Judge James Montgomery made the comments in the Bendigo County Court on Wednesday after rejecting an appeal from a Heathcote woman who was sentenced to four months’ jail for growing 31 cannabis plants.
Trudy Rachael Trice, 45, had attempted to replace the jail term with a community corrections order, but Judge Montgomery found her initial sentence had been too “lenient”.
The appeal was withdrawn when Judge Montgomery raised the prospects of increasing the jail term.
Trice pleaded guilty in January to 12 charges, stemming from a police raid on a shed visible from the main street of Heathcote in September last year.
Police found 31 mature plants growing in two rooms at the Pianta Street property, along with a rubbish bag of dried cannabis and 44 heat lamps under a false ceiling. The total weight of the cannabis was 87 kilograms.
The property was also found to have used $6110 worth of stolen power by bypassing the property’s power meter.
Trice claimed she had been forced to grow the plants after a family tragedy.
Judge Montgomery said she could consider herself lucky to have only received four months’ jail.

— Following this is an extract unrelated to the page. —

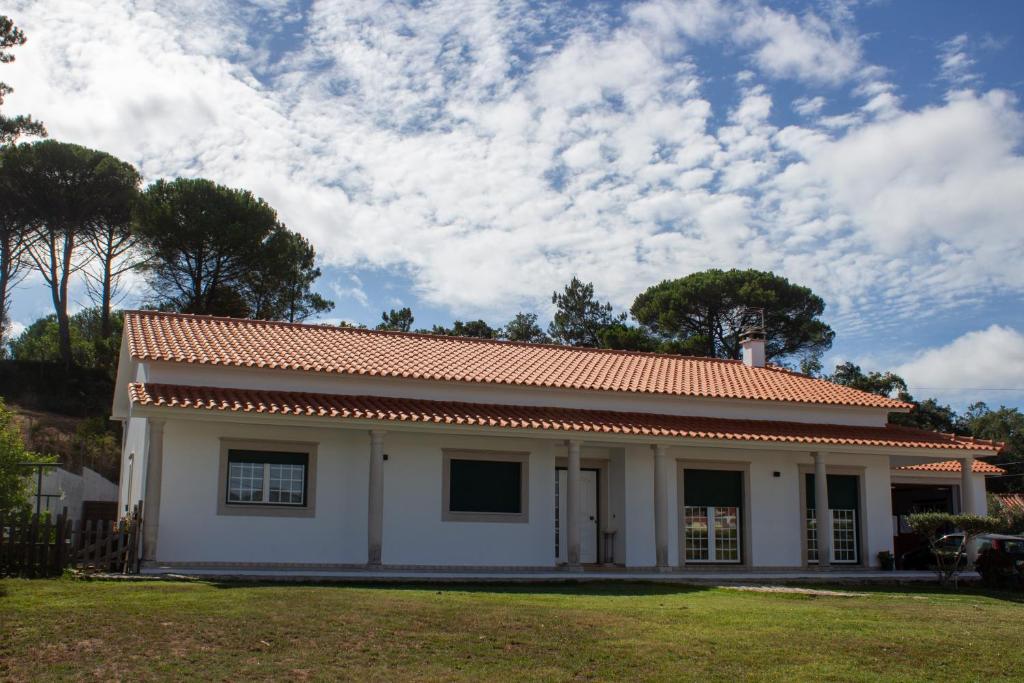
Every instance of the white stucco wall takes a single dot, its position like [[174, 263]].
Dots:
[[414, 531], [414, 534], [132, 457], [190, 529]]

“This is not a couple of plants out the back, this is a proper hydroponic setup,” he said.
“A recent judgement in the Court of Appeal determined that judges are not giving enough for cannabis cultivation.
“In my view, there’s only one way this sentence can go, and that is up.”
Prosecutor David Cordy described the four months’ jail as a “merciful sentence”.
The appeal was withdrawn and Trice was taken into custody, to begin her jail term.